While fears of flooding are renewed in Iowa, Senator Chuck Grassley says he’s worried about a different sort of flood — a sea of red ink engulfing the federal government. The Iowa Republican is on the Senate Budget Committee which begins working on the 2010 budget plan tomorrow.

Grassley says experts in the Congressional Budget Office say President Obama’s three-point-six trillion dollar budget would be extremely expensive. Grassley says, "They scored the president’s budget and said it would increase the deficit by, get this, two-and-three-tenths trillion more than what the president said that their own budget would cost."

Grassley says the proposed budget would have dangerous financial ripple effects into future generations. "Over the last 40 years, federal spending averaged just 20-.7% of the gross national product," Grassley says. "Under the new president’s (budget plan), spending is up to more than 28% this year and will stay around 24% of the economy for the next decade." Grassley has been on the Budget Committee each of his 29 years in the Senate and says America needs jobs but it also needs government to stop taxing, spending and borrowing such incredible sums.

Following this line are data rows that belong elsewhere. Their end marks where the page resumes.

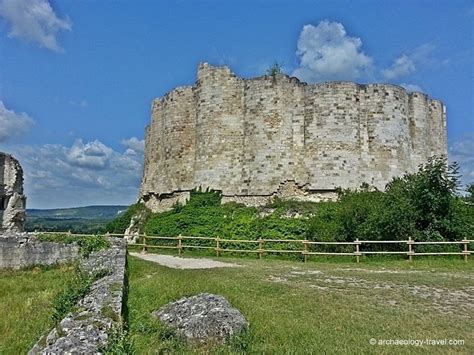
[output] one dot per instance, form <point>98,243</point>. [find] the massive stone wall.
<point>12,199</point>
<point>276,136</point>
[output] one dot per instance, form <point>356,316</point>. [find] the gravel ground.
<point>182,263</point>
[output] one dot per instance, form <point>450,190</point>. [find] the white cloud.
<point>34,21</point>
<point>461,150</point>
<point>93,155</point>
<point>13,124</point>
<point>326,52</point>
<point>81,174</point>
<point>412,87</point>
<point>408,64</point>
<point>402,66</point>
<point>134,144</point>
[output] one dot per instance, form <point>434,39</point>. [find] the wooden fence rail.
<point>259,245</point>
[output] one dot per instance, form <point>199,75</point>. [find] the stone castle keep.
<point>254,139</point>
<point>12,199</point>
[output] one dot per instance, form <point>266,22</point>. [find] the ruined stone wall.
<point>86,330</point>
<point>12,199</point>
<point>276,136</point>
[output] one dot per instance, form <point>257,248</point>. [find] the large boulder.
<point>204,318</point>
<point>12,199</point>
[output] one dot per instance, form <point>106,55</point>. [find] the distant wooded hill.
<point>89,219</point>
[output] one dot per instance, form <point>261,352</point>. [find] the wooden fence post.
<point>357,252</point>
<point>410,249</point>
<point>466,253</point>
<point>180,245</point>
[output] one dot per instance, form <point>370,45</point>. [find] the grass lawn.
<point>25,305</point>
<point>332,307</point>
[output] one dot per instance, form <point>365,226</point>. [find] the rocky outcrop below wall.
<point>86,330</point>
<point>257,138</point>
<point>12,199</point>
<point>20,250</point>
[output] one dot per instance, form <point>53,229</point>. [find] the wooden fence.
<point>180,243</point>
<point>304,249</point>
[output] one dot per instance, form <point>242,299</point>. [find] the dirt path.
<point>182,263</point>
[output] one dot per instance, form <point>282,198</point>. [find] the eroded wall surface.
<point>276,136</point>
<point>12,199</point>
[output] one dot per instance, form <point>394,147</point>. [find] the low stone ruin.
<point>12,199</point>
<point>203,319</point>
<point>87,329</point>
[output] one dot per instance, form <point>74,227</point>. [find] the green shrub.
<point>87,244</point>
<point>121,223</point>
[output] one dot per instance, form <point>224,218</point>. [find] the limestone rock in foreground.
<point>204,318</point>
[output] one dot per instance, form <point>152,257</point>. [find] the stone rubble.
<point>85,330</point>
<point>12,199</point>
<point>204,318</point>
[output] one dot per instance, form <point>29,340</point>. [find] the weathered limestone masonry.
<point>276,136</point>
<point>86,330</point>
<point>20,250</point>
<point>12,199</point>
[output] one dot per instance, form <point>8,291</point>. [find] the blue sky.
<point>77,77</point>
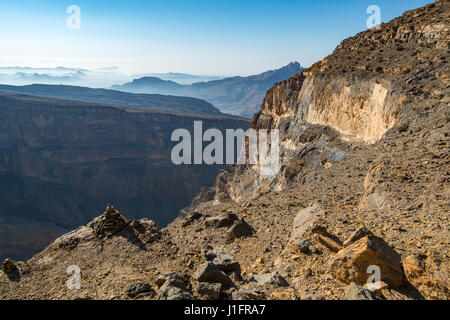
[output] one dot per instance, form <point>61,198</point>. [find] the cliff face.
<point>372,82</point>
<point>60,163</point>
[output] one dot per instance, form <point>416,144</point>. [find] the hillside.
<point>364,182</point>
<point>237,95</point>
<point>146,101</point>
<point>60,160</point>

Grassley says, "In the end, someone has to pay and eventually, it’s the middle class, because you can confiscate all the money from rich people and you still aren’t going to have enough to keep government functioning, particularly at this rate."

Grassley says the proposed budget will end up "destroying opportunities for the next generation," as it boosts the federal deficit to a projected $1.8 trillion. He says he hopes some "blue dog Democrats" in Congress will help the minority Republicans to trim out some of the massive spending from the proposed plan.